Researchers evaluate the properties of anterograde and retrograde viral tracers

Researchers from the newly-established Center for Neural Circuit Mapping at the University of California, Irvine School of Medicine evaluate the properties of anterograde and retrograde viral tracers, comparing their strengths and limitations for use in neural circuit mapping. Results were published today as a primer in Neuron.

The article provides a comprehensive comparison of anterograde and retrograde viral and non-viral tracers for neural circuit analysis and describe neural circuit tracing history and background. It also examines the specific viruses used for neuroscience research, and provides essential information to guide other researchers on their choice of viral tracers.

Viral tracers are important tools for neuroanatomical mapping and genetic payload delivery. Genetically modified viruses allow for cell-type specific targeting, and overcome many limitations of non-viral tracers.

"A central goal of modern neuroscience research is to understand the cell-type specific connections between different regions of the brain and the detailed circuit organization within them," said lead author Xiangmin Xu, Ph.D., professor of anatomy and neurobiology, and director of the new Center for Neural Circuit Mapping.

Our primer evaluates currently applied anterograde and retrograde viral tracers and provides practical guidance on experimental uses, along with key technical and conceptual considerations for developing new safer and more effective anterograde trans-synaptic viral vectors for neural circuit analysis in multiple species."
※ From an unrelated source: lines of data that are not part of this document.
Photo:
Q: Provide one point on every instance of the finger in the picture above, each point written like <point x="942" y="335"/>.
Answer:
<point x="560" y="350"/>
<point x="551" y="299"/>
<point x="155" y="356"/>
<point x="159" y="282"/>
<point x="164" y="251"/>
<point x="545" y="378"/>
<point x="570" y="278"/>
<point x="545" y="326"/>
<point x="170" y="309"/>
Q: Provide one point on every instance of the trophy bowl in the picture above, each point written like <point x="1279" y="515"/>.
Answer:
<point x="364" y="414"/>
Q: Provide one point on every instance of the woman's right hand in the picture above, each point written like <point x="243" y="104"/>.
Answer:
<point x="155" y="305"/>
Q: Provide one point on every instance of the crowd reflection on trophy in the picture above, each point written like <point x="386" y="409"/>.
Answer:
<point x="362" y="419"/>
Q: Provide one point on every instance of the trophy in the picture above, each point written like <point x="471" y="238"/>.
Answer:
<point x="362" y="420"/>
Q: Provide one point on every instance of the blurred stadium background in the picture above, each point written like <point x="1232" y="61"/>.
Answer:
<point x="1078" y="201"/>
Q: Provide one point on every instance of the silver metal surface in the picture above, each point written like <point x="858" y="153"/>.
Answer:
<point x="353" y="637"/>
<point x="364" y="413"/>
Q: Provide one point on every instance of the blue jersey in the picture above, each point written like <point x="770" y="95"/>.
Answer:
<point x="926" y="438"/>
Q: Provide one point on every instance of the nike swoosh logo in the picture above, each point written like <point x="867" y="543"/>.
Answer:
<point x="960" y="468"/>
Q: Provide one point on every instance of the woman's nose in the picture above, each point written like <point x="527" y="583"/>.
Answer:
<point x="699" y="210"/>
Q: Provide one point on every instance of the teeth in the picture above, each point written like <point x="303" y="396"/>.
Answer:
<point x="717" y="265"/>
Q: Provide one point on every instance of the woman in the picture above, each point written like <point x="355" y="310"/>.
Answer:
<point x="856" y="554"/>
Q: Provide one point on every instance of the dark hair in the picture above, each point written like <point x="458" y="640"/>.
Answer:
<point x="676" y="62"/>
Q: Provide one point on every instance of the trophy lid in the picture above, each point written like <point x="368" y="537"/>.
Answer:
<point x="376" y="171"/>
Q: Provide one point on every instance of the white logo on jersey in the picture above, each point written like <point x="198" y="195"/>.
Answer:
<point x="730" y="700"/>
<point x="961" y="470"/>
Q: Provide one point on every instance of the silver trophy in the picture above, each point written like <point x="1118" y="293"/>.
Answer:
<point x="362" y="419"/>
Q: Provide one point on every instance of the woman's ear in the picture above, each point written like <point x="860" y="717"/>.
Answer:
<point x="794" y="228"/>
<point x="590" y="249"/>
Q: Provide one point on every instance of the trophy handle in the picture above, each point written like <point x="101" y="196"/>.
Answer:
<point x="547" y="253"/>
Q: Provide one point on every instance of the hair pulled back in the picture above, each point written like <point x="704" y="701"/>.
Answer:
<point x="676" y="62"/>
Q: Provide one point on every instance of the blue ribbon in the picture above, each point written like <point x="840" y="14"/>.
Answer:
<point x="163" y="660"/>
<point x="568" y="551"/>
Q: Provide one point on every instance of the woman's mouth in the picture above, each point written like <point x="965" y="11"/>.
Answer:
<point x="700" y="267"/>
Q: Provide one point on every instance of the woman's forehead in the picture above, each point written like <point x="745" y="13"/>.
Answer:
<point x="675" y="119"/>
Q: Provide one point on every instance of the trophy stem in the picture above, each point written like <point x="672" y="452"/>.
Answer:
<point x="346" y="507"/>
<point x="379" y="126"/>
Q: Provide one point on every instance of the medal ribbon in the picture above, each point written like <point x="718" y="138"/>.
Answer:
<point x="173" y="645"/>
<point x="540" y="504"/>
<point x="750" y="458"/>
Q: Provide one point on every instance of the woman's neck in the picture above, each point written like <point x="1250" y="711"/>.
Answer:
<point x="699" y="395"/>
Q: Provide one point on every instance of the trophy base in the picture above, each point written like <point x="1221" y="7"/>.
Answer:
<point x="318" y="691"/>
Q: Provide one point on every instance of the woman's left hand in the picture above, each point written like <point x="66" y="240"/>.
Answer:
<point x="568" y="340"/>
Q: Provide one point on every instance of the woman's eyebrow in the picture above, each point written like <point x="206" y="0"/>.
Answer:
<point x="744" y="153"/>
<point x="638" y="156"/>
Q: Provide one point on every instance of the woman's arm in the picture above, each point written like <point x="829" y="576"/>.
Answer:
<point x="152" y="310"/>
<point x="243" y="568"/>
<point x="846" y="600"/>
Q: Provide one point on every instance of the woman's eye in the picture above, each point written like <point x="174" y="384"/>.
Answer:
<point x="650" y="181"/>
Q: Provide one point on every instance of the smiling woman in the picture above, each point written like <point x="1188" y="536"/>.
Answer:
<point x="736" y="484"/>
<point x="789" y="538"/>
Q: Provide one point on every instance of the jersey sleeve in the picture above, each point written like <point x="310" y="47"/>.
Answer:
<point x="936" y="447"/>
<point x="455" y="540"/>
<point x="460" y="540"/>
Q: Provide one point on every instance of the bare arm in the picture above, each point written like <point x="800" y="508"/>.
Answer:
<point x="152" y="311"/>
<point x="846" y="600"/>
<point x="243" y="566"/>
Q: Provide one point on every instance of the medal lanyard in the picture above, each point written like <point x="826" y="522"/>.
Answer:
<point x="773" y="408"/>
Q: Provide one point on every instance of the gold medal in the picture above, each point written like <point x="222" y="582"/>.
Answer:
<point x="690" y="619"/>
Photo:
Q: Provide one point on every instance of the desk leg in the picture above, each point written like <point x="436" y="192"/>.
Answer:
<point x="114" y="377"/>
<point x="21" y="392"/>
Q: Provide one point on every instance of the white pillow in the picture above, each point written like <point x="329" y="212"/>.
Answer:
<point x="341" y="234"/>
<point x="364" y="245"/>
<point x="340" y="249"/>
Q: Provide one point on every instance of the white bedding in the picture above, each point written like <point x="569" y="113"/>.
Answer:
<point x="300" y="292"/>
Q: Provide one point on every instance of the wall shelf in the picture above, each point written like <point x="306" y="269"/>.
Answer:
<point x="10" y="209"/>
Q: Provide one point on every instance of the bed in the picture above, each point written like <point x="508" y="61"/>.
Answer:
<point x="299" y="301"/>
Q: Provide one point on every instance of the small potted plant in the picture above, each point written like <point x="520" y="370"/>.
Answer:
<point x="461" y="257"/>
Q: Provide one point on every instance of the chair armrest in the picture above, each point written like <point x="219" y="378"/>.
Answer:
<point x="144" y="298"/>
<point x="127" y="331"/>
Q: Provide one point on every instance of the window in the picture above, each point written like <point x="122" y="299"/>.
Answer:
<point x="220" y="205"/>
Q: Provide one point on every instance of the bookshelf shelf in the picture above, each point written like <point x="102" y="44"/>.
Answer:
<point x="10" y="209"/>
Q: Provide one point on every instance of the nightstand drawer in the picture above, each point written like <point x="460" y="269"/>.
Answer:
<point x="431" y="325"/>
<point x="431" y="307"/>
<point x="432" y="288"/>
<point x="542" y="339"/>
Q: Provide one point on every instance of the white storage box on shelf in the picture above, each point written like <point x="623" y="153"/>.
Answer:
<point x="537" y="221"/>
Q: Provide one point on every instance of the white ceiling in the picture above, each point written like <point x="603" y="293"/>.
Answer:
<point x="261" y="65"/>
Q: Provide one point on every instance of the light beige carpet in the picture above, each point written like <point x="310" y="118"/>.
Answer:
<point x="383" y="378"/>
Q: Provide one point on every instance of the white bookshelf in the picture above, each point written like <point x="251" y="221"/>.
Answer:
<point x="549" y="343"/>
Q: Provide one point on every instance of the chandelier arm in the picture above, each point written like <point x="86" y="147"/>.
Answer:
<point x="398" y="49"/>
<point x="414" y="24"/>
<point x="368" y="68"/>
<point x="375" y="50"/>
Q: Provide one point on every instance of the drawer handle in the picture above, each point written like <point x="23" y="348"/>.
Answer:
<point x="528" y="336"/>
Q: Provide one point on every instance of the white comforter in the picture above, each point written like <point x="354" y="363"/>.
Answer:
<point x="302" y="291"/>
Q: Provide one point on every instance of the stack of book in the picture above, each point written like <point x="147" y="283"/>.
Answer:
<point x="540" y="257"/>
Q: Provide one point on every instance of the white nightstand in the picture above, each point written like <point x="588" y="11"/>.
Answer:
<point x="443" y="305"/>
Xiangmin Xu, Ph.D, Study Lead Author and Professor, Department of Anatomy and Neurobiology, University of California-Irvine

Naturally occurring viruses have been used for neural circuit tracing for decades by exploiting the natural properties of viral propagation and transmission. Genetic modifications of such viruses have led to many improvements for neuroscience applications. In addition to anatomical mapping, genetically modified viral tracers have greatly facilitated functional studies of cell-type specific and circuit-specific neural networks in the brain.

Xu, along with other UCI School of Medicine investigators involved in the primer, including Rozanne Sandri-Goldin, PhD, chancellor's professor and chair of microbiology and molecular genetics, Todd Holmes, PhD, professor and vice chair of physiology and biophysics, and Bert Semler, PhD, distinguished professor of microbiology and molecular genetics and director for the UCI Center for Virus Research, recently launched the Center for Neural Circuit Mapping (CNCM) at the UCI School of Medicine.

The CNCM focuses on neural circuit studies and new viral-genetic technology development. A critical component of the new center is the creation of a viral production facility to disseminate new molecular tools to the worldwide neuroscience community.

"Using new genetic-viral tools, our main goal with the CNCM is to advance the study of neural circuits using animal models to define mechanisms and pathways that underlie neurodevelopmental, neuropsychiatric and neurodegenerative disorders," said Xu. "Understanding the brain's neural circuitry is critical for successful translational progress in better treating these diseases."